Какая-то неизвестная мне сила подняла меня в воздух, я перелетел через двух коней, почувствовав, как они подо мной шарахнулись в сторону. Пулеметная очередь перепахала весь песок в том месте, где я только что стоял, а я уже на четвереньках был в воде и смотрел и на берег, и на лошадей, которые мчались сквозь кусты, и вслед улетающему самолету. Дядька Иван кричал, гоняясь за лошадьми, а я на ослабевших ногах вышел на берег и сел на изрытый песок.

Как я почувствовал, что пули полетят прямо в меня? Какая сила заставила меня прыгнуть так, как никогда бы я не сумел в обычном состоянии? Не знаю. Но я почувствовал – еще в памяти оставалось это чувство, – как я увидел следующее мгновение, этот следующий миг, от которого я таким чудом увернулся.

И странное ощущение вселилось в меня. Словно в тот миг опасности я вдруг увидел будущее, близкое-близкое будущее, куда я должен был мгновенно переместиться, перепрыгнуть.

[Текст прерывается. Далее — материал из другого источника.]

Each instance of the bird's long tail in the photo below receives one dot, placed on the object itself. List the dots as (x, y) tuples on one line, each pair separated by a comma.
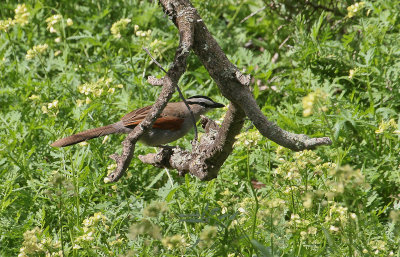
[(86, 135)]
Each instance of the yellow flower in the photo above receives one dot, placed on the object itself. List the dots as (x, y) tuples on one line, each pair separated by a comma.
[(33, 97), (173, 242), (6, 24), (79, 102), (353, 9), (53, 104), (53, 20), (119, 26), (35, 51), (69, 22), (44, 109), (309, 102), (21, 15), (352, 73)]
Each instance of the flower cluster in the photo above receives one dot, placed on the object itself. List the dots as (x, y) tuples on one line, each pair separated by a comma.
[(388, 126), (353, 9), (89, 225), (96, 89), (21, 14), (6, 24), (142, 33), (272, 210), (297, 224), (119, 26), (21, 17), (174, 242), (248, 138), (36, 51), (54, 21), (35, 244), (315, 101), (345, 179), (303, 161), (338, 215), (51, 107), (208, 236)]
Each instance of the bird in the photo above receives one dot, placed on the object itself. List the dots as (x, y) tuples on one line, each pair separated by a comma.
[(174, 122)]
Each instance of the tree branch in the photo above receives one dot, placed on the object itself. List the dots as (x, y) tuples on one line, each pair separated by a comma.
[(170, 81)]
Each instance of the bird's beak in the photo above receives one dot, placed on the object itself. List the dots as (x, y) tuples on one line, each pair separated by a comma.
[(218, 105)]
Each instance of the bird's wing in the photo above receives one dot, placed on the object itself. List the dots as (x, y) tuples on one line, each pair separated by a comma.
[(163, 122)]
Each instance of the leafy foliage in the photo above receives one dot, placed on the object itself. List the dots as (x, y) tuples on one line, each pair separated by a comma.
[(322, 68)]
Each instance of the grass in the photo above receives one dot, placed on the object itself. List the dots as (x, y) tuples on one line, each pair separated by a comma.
[(317, 72)]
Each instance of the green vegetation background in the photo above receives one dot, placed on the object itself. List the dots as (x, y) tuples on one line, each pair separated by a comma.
[(322, 68)]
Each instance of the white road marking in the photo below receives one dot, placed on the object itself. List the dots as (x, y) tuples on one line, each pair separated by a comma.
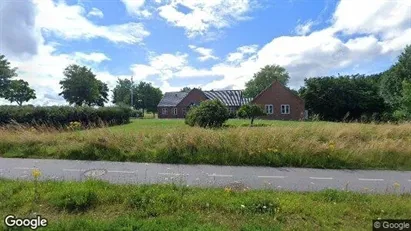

Наверное, это и было ощущение уже взрослого человека, думаю я сейчас. Ведь ребенок или подросток не предчувствует, что ему угрожает.

Какое-то солдатское чувство опасности, впервые вспыхнувшее во мне на этой отмели, уже не покидало меня всю войну. Сейчас, конечно, уже можно говорить о том, как я чувствовал, что меня не должны убить. Боялся думать об этом напрямую, но чувствовал. Почему, не знаю.

Бабушка Матрена испугалась моего появления. Через обычную радость – столько лет не виделись – виден был испуг. Это меня сразу удивило, но потом я понял, отчего она так встревожилась.

– А мой ты родненький, тебя ж тут заберут! Окопы рыть, а то и в солдаты.

Я готов был и на окопы, и в солдаты. Мне уже шел семнадцатый год.